Венеция покачала головой.
— Я не хочу, чтобы он считал меня слишком развязной.
Но, не успела она подвигнуть Хелену к дальнейшим действиям, как из публики поднялась молодая американка.
— Ваша милость.
Венеция поморщилась от неправильного обращения к герцогу. Герцогов полагалось именовать «ваша светлость».
— Я с большим интересом прочитала вашу статью в «Харперс мэгэзин», — продолжила американка. — В статье вы кратко ознакомили читателей с вашими взглядами на человеческую красоту как продукт естественного отбора. Вы не могли бы высказаться на эту тему?
— Конечно, — отозвался герцог. — С эволюционной точки зрения, красота — не более чем признак пригодности представителя вида к репродукции. Наша концепция красоты проистекает, в основном, из соблюдения симметрии и пропорций, которые, в свою очередь, указывают на физическое здоровье. Черты, которые мы находим наиболее привлекательными — ясные глаза, крепкие зубы, чистая кожа — свидетельствуют о молодости и отсутствии заболеваний. Мужчина, которого влечет к молодой здоровой женщине, скорее даст потомство, чем тот, кого влекут пожилые и больные. Следовательно, наше представление о красоте, вне всякого сомнения, формируется под влиянием тысяч успешных отборов в прошлом.
— Значит ли это, что, когда вы видите красивую женщину, сэр, вы считаете, что она подходит для репродукции?

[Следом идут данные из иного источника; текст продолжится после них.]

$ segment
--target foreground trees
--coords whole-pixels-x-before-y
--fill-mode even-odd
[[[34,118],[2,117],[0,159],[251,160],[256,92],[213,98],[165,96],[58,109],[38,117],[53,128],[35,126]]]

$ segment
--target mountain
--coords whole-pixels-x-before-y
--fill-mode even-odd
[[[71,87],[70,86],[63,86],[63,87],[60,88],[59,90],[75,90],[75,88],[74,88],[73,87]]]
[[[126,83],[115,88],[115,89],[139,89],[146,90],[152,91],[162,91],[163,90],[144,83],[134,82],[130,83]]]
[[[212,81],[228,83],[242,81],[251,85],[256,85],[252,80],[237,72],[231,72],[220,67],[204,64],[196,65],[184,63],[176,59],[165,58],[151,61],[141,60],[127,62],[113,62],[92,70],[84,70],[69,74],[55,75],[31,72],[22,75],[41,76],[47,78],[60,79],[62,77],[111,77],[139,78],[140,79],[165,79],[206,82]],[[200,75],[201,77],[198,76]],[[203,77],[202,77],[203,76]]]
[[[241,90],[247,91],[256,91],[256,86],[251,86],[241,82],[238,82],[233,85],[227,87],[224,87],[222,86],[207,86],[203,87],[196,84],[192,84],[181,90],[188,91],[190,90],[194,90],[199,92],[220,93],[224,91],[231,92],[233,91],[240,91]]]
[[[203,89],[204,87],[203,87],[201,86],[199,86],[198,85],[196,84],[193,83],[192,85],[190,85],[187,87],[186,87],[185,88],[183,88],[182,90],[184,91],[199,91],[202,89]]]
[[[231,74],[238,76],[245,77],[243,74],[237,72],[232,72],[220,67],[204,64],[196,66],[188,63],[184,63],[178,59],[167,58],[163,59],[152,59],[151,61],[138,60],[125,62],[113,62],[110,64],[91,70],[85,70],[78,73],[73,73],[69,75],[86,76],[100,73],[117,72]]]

Все-таки американки редкостные нахалки.
— Нет, скорее я поражаюсь преклонению перед красотой. Для человека с научным складом ума это само по себе тема для изучения.
— В каком смысле?
— Нам с рождения внушают, что судить о людях следует по их характеру. Тем не менее когда мы сталкиваемся с красотой, все, чему нас учили, вылетает в окно. Красота становится единственным мерилом. Что лишний раз подтверждает правоту мистера Дарвина. Мы все произошли от животных, и существуют определенные инстинкты — например, влечение к красоте — которые первичны и превалируют над качествами, привнесенными цивилизацией. Мы романтизируем красоту, чтобы скрыть свое смущение и оправдать тот факт, что мы по-прежнему восприимчивы к ней, несмотря на все достижения современной эры.
По аудитории пробежал ропот, вызванный столь оригинальной и убежденной точкой зрения.

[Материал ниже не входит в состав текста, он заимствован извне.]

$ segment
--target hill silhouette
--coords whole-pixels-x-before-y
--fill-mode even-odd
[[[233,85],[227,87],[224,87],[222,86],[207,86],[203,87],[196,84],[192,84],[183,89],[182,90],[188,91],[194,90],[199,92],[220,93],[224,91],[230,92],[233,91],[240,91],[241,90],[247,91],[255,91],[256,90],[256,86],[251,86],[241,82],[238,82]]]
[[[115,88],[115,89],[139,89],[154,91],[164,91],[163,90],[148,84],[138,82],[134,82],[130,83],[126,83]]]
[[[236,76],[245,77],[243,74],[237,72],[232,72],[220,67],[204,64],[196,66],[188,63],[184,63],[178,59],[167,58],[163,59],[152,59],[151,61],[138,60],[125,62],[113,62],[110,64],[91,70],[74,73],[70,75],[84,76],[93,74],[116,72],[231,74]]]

— Означает ли это, что вы не наслаждаетесь красотой, сэр?
— Я наслаждаюсь красотой, но я наслаждаюсь ею так же, как наслаждаюсь сигарой, понимая, что, хотя она доставляет временное удовольствие, она, в сущности, бессмысленна и может даже принести вред по прошествии времени.
— Это очень циничный взгляд на красоту.
— Возможно, но это все соображения, которых заслуживает красота, — невозмутимо отозвался герцог.